Papa emérito Benedicto XVI

Íntimo equivale a personal. Por ello, en los ambientes íntimos es donde las personas se encuentran normalmente más a gusto, y se manifiestan libremente sin temor a perderse o a ser interpretadas como ellas no son. Hay cosas que sólo pueden manifestarse en la intimidad, precisamente porque están muy estrechamente vinculadas a lo más hondo –íntimo– de la persona, hasta el punto de identificarse de algún modo con ella. Al hacerse público, lo íntimo deja de serlo, se desvanece, se pierde como tal, y la persona si tiene consciencia de su propia dignidad, se siente violentada, como si algo precioso de sí misma se hubiera desgarrado y perdido.

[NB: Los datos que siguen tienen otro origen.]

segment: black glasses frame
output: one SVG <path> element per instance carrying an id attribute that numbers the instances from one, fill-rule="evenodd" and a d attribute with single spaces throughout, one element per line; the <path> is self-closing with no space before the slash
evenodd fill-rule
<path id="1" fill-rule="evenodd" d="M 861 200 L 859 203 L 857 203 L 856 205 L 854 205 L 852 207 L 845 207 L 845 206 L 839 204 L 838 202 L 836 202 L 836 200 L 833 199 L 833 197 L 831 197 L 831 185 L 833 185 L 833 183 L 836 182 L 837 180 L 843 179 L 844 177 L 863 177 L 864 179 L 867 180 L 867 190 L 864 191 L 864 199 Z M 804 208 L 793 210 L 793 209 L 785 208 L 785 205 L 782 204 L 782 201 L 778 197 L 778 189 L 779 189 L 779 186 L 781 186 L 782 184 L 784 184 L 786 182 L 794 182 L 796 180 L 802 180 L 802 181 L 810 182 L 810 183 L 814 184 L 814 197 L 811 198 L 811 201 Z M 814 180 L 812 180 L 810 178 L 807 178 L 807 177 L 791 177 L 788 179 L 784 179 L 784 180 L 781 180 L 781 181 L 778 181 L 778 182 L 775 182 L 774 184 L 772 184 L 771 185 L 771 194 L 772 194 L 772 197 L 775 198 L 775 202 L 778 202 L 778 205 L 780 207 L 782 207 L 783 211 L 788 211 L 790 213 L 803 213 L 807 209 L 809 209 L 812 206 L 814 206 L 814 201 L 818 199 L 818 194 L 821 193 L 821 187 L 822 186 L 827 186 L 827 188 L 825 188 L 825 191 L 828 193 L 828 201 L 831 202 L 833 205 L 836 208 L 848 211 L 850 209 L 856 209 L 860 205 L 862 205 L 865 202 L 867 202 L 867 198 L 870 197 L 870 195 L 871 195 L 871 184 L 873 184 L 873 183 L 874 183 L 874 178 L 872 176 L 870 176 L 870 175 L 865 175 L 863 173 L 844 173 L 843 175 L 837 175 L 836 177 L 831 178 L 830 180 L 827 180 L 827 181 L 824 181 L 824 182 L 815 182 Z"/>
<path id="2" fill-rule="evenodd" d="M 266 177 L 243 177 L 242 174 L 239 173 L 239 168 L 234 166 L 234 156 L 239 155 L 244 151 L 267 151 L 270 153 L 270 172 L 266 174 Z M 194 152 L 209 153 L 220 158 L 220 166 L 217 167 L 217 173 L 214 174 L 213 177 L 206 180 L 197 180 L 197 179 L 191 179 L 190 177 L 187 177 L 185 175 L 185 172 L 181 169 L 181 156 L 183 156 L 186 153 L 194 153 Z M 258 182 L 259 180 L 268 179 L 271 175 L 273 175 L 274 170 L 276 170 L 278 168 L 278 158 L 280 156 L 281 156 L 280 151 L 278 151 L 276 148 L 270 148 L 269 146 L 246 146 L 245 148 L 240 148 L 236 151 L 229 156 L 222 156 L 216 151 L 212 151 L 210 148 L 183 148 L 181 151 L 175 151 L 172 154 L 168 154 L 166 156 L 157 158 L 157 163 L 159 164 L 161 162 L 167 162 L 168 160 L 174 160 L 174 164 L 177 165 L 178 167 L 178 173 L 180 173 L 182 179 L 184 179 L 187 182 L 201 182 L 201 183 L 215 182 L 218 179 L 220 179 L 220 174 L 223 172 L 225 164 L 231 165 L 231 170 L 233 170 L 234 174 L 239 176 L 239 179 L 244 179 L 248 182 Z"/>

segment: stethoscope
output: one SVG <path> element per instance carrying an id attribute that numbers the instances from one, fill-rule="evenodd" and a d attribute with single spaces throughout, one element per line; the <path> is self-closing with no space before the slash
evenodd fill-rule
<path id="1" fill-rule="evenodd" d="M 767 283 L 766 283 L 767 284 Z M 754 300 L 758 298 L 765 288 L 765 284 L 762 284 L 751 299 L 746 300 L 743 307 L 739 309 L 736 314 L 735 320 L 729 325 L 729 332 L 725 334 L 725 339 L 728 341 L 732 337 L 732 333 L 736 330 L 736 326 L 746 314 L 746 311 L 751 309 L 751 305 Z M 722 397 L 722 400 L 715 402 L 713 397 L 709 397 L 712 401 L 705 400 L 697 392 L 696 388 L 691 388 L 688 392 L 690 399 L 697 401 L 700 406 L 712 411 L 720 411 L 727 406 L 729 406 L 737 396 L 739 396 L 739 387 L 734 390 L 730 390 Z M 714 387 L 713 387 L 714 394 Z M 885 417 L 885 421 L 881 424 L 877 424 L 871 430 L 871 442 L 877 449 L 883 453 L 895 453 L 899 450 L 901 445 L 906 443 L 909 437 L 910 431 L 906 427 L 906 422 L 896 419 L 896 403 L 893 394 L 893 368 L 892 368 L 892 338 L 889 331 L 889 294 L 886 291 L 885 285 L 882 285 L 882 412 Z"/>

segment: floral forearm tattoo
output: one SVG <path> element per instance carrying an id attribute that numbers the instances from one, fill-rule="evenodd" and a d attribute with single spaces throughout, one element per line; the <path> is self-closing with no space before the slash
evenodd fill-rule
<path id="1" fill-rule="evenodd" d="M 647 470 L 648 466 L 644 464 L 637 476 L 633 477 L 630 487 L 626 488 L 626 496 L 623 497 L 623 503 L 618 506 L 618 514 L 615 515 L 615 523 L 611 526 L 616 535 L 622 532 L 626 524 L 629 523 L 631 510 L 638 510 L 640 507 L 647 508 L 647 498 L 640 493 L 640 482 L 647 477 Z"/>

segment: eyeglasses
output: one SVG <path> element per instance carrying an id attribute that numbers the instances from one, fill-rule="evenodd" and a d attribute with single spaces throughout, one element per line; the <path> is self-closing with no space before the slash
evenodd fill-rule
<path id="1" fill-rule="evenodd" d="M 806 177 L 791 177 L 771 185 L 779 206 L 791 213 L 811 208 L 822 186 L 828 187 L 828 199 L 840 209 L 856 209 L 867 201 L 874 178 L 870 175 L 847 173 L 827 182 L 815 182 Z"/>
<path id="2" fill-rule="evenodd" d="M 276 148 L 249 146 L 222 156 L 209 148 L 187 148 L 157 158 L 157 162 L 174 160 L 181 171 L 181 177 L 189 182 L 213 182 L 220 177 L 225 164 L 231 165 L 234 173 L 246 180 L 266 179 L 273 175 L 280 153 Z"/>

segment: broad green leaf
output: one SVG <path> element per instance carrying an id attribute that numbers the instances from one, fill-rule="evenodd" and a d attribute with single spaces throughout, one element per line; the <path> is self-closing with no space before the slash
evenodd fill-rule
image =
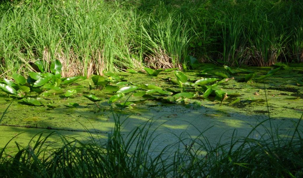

Desvelar la intimidad, si no es en un ámbito precisamente íntimo, es como perderse a sí mismo. Se entiende así que, cuanto más rica es una personalidad, más intimidad posee (más amplitud y valor tiene para ella lo íntimo), y por eso, el sentido del pudor es más fuerte. En cambio, las personas frívolas, carentes de calidad interior, son más fácilmente proclives a descubrir su intimidad, justo por ser algo muy pobre, o de escaso valor a sus propios ojos.

Ciertamente cabe una patología –una actitud enfermiza– de la intimidad, si ésta se encierra obsesivamente y se convierte en exclusión. Pero el pudor es lo contrario: una señal de vigor espiritual. En parte es innato y en parte –como todas las cosas propiamente humanas– es fruto de una educación deliberada, que enseña el porqué del pudor y a seleccionar lo que de verdad debe reservarse. Como casi todas las virtudes, también es una conquista.

El pudor es necesario hoy como nunca para defender la propia dignidad. Evidentemente sería un desacierto afirmar, para el caso de las mujeres, que ellas son culpables de los atentados a su dignidad por la forma en que se vistan, definitivamente no. Pero al lado de eso también hay que afirmar que es un deber moral para con uno mismo protegerse, y protegerse no siempre quiere decir atacar: las disposiciones internas de la mente, del alma o de la esencia, pueden y deben materializarse incluso en nuestra apariencia, en la forma en que nos presentamos ante los demás. Y el pudor tampoco es asunto de mujeres, como no lo es netamente de lo sexual: también los hombres manifestamos autoestima y amor propio estando siempre pulcros, bien vestidos, a la altura del respeto que debemos a nuestro ser. Decir “bien vestido” no se refiere aquí, como se dijo al inicio, a andar con modas de siglos anteriores. No. Más bien, qué bonito sería pensar que las familias eduquen a sus hijos en el respeto a los demás, pero también en que deben vestir con recato y moderación. Es cuidarse, es no permitir que otro piense mal de mí.

Todos tendemos a abrigar lo que queremos: guardamos en cajas las cartas más preciadas, tapamos con velos los objetos que no queremos que se dañen; cubrimos con estuches y protectores lo que más queremos cuidar ¿por qué no hacer lo mismo con el cuerpo, templo de Dios y de su Espíritu Santo?